Coca-Cola accused of using tobacco industry tactics to mislead public over health effects of its fizzy drinks
Coca-Cola has been accused of using tactics similar to the tobacco industry in minimising the damaging health effects of its fizzy drinks and deceiving customers, The Independent reports.
The Center for Science in the Public Interest and the Praxis Project accused Coca-Cola and the American Beverage Association, of misleading customers, including children, regarding the health risks of consuming sugary drinks such as obesity, cardiovascular disease, and type 2 diabetes.
The lawsuit could potentially shake the soft drinks industry to its core as the company could face marketing restrictions and soda taxes.
Praxis, a non profit group, compared Coca-Cola and ABA's efforts to those of the tobacco industry decades ago.
“From the 1950s until the late 1990s, the tobacco industry engaged in an elaborate campaign of disinformation to cast doubt on the science connecting cigarettes to lung cancer and other diseases,” Maia Kats, litigation director for the centre, said in a statement.
“Like the tobacco industry, Coca-Cola needs to replenish the ranks of its customers, and it tries to recruit them young,” Praxis said in its complaint, filed Wednesday in federal court in Oakland, California.
Praxis accused both defendants of using euphemisms such as "balance" and "calories in, calories out" to mislead consumers, and Coca-Cola, the world's largest beverage company, of trying to mislead the public into thinking a lack of exercise was the real cause of obesity.

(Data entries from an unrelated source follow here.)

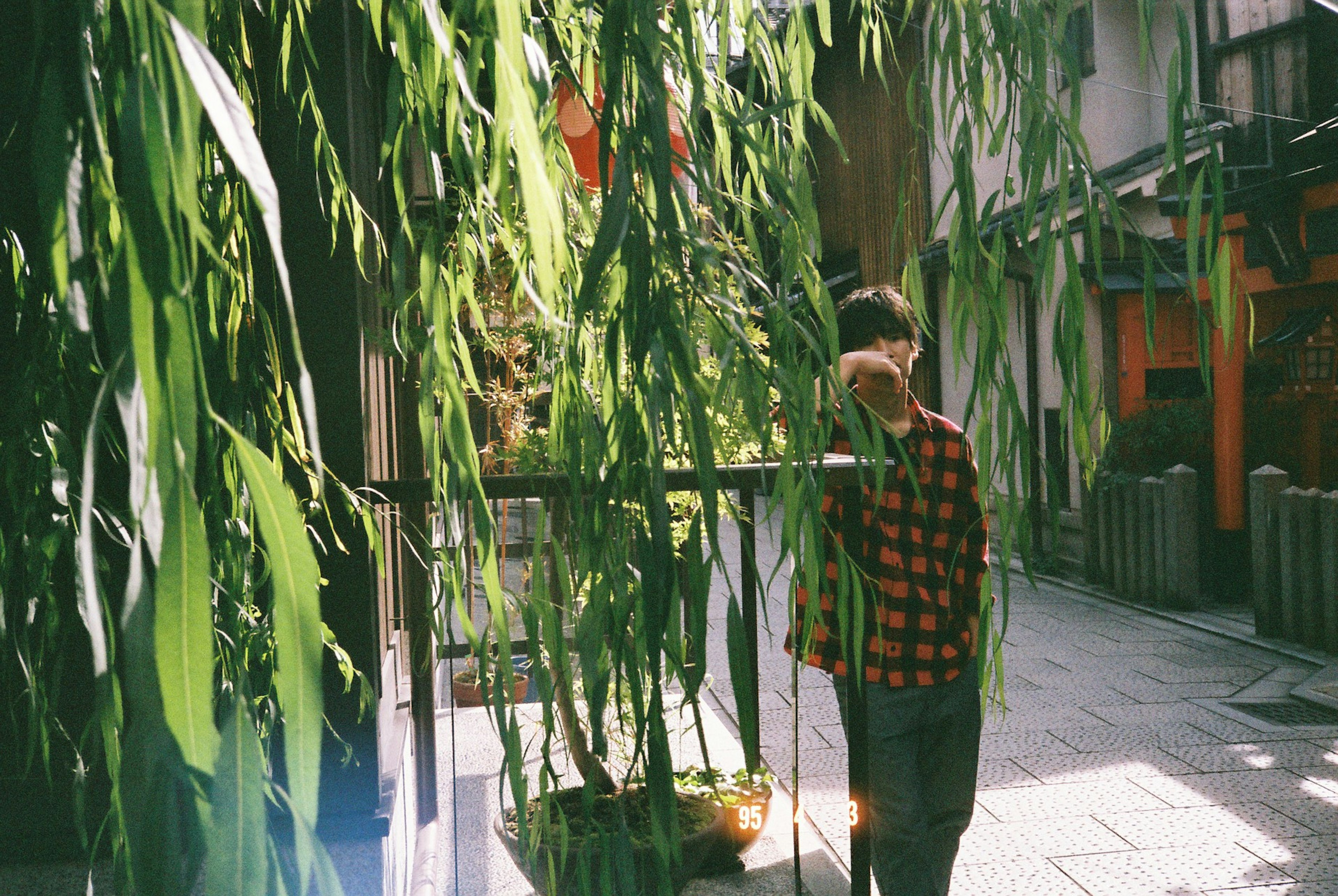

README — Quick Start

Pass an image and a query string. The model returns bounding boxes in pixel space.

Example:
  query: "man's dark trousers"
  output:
[832,659,981,896]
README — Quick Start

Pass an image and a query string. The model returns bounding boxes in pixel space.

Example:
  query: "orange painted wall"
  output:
[1116,293,1199,420]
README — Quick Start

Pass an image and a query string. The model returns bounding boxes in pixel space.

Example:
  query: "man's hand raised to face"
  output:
[840,349,906,393]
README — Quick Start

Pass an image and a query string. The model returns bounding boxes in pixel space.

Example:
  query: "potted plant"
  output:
[494,785,729,896]
[674,765,775,876]
[451,657,530,707]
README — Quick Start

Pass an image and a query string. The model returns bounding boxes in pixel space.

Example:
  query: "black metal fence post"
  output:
[840,485,872,896]
[739,485,761,772]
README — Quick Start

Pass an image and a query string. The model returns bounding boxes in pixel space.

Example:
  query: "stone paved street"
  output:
[710,508,1338,896]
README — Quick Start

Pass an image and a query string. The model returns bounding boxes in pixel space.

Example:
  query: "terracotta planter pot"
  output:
[492,793,729,896]
[451,669,530,706]
[697,789,771,877]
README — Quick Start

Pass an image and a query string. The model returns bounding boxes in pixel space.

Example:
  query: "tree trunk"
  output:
[548,497,618,793]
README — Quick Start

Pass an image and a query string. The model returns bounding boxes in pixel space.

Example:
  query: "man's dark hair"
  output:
[836,286,919,354]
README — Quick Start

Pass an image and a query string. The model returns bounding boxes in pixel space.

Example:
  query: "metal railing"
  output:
[371,455,898,896]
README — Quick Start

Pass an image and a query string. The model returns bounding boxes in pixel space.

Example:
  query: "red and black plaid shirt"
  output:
[785,396,989,687]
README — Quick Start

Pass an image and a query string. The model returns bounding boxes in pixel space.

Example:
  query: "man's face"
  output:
[856,336,919,400]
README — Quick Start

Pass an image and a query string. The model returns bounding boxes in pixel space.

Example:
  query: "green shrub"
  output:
[1097,399,1212,481]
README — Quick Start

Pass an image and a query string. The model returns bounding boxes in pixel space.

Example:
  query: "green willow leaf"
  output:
[154,471,218,774]
[214,417,324,893]
[725,594,760,773]
[169,15,325,484]
[205,690,269,896]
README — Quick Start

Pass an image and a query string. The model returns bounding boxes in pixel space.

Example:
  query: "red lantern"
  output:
[556,79,688,193]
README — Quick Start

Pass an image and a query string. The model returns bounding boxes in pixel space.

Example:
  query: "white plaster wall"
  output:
[929,0,1198,239]
[934,234,1102,511]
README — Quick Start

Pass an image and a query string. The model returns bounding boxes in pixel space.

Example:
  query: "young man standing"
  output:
[785,286,989,896]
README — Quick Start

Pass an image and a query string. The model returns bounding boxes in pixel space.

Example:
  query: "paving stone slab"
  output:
[1053,843,1294,896]
[1084,701,1222,730]
[1096,802,1315,849]
[975,760,1041,790]
[1050,722,1222,753]
[1203,880,1338,896]
[1129,657,1263,687]
[1266,794,1338,834]
[975,780,1169,821]
[982,706,1109,734]
[981,732,1077,760]
[957,816,1133,865]
[1073,633,1199,659]
[1110,675,1241,703]
[1291,765,1338,793]
[1133,769,1327,806]
[1166,741,1338,772]
[950,859,1086,896]
[1246,834,1338,880]
[1004,681,1135,713]
[1012,746,1196,784]
[1192,701,1332,744]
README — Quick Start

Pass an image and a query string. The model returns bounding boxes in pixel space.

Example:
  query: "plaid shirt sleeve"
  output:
[954,433,990,615]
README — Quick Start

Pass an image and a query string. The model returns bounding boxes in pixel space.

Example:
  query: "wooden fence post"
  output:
[1297,488,1325,647]
[1250,464,1287,638]
[1163,464,1199,610]
[1078,476,1101,582]
[1278,485,1302,641]
[1124,481,1144,599]
[1139,476,1161,604]
[1152,479,1169,607]
[1319,491,1338,653]
[1107,481,1128,596]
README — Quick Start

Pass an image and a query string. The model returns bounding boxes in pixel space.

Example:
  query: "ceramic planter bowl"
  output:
[492,793,729,896]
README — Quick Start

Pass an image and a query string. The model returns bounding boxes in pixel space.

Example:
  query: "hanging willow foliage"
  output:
[0,0,1236,893]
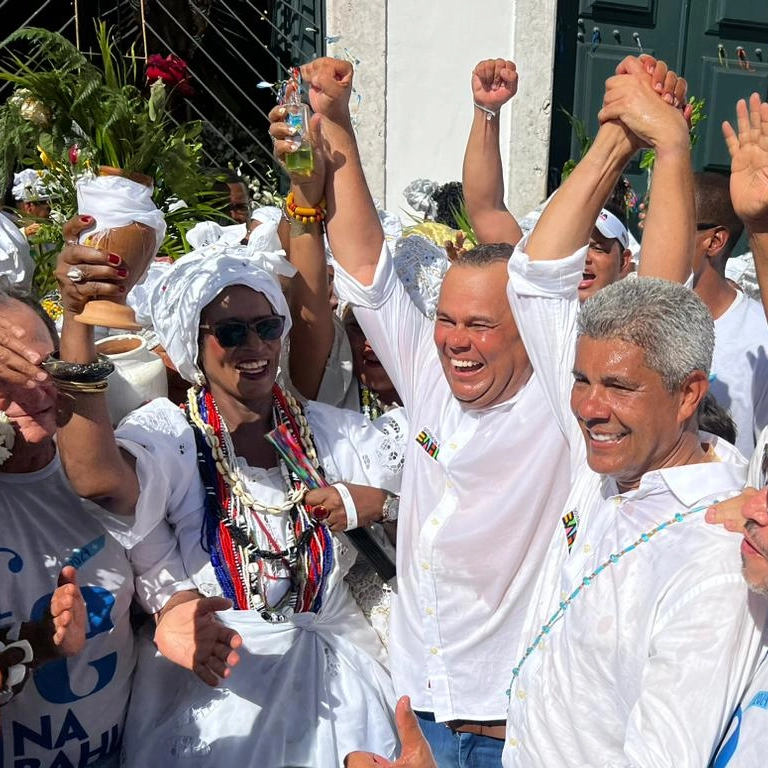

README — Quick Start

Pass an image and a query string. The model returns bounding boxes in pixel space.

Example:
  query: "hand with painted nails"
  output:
[301,57,353,123]
[0,304,50,392]
[344,696,437,768]
[723,93,768,228]
[704,488,768,533]
[56,216,128,313]
[155,592,243,687]
[269,85,326,208]
[472,59,517,112]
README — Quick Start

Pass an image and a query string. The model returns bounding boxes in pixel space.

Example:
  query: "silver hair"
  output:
[578,277,715,392]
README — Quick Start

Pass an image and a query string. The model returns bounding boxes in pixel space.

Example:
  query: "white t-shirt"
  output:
[106,398,404,768]
[503,242,766,768]
[0,454,135,768]
[335,245,568,721]
[709,291,768,456]
[711,656,768,768]
[0,211,35,290]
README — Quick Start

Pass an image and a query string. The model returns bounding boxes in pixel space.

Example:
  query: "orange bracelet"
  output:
[285,192,325,224]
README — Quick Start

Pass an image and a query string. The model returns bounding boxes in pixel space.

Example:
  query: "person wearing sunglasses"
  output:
[42,210,399,768]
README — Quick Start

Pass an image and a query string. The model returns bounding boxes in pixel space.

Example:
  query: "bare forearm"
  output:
[462,107,522,245]
[57,315,139,514]
[747,225,768,318]
[638,141,696,283]
[323,120,384,285]
[526,124,631,261]
[290,214,334,400]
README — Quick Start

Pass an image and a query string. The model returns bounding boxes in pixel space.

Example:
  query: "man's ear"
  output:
[619,248,635,280]
[707,227,731,259]
[677,371,709,424]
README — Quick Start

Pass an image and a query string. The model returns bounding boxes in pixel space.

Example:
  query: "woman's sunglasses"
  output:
[200,315,285,348]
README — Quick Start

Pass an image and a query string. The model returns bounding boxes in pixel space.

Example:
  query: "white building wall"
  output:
[326,0,557,220]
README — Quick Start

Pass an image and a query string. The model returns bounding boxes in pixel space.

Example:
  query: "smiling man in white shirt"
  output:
[294,59,568,766]
[504,61,765,768]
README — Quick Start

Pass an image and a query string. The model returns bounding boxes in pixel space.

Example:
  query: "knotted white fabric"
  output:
[11,168,50,203]
[149,243,296,383]
[77,176,165,252]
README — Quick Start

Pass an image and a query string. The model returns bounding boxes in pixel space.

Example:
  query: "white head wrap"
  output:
[251,205,283,224]
[76,176,165,253]
[0,211,35,290]
[403,179,440,219]
[150,244,296,383]
[11,168,50,203]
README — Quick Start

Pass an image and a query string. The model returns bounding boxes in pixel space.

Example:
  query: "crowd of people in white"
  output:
[0,46,768,768]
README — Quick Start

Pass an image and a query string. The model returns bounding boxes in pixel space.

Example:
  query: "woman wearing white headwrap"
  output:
[50,213,398,768]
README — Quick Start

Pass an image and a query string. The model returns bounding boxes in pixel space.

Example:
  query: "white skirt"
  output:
[123,583,398,768]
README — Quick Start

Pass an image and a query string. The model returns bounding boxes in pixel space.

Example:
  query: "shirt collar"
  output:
[601,432,747,507]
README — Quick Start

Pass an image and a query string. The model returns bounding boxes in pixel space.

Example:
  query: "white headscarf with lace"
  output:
[148,234,296,384]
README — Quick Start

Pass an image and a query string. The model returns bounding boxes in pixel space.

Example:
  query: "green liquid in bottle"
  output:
[285,144,315,176]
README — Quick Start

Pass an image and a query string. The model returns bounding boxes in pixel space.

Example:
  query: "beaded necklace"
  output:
[507,506,709,698]
[185,385,333,621]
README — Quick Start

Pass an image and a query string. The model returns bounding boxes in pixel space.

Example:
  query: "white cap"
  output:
[595,208,629,248]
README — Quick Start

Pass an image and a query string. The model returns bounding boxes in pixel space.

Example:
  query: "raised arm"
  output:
[301,58,384,285]
[600,61,696,283]
[269,96,334,400]
[462,59,523,245]
[526,56,693,266]
[723,93,768,317]
[56,220,139,515]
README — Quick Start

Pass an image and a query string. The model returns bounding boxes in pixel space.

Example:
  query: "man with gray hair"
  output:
[503,69,765,768]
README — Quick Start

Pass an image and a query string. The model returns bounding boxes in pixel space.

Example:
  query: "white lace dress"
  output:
[100,400,408,768]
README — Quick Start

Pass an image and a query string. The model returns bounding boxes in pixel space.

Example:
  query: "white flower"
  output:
[0,411,16,466]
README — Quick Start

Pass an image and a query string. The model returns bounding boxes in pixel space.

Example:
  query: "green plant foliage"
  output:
[0,23,228,295]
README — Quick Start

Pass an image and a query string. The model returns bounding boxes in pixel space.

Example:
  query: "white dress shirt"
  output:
[712,655,768,768]
[335,245,568,721]
[503,248,765,768]
[709,291,768,456]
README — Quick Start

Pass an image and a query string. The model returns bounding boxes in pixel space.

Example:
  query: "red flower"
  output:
[147,53,195,97]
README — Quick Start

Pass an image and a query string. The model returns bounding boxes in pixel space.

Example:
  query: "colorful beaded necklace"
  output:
[185,385,333,621]
[507,502,715,698]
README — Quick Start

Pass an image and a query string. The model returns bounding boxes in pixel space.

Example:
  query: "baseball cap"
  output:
[595,208,629,248]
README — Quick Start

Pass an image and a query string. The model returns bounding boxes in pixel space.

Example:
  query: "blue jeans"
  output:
[416,713,504,768]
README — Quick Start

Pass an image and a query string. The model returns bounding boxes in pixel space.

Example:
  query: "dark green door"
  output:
[550,0,768,202]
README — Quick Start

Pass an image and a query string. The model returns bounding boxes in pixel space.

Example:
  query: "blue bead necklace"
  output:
[507,502,716,698]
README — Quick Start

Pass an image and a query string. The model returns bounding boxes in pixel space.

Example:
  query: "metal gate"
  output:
[0,0,325,188]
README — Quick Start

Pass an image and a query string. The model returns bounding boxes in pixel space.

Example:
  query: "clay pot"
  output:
[76,165,157,331]
[96,333,168,425]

The American Beverage Association and Coca-Cola acknowledged the lawsuit.
Kent Landers, a spokesman for Coca-Cola called the lawsuit "legally and factually meritless.”
He said: “We take our consumers and their health very seriously and have been on a journey to become a more credible and helpful partner in helping consumers manage their sugar consumption."
The American Beverage Association called the lawsuit's accusations "unfounded."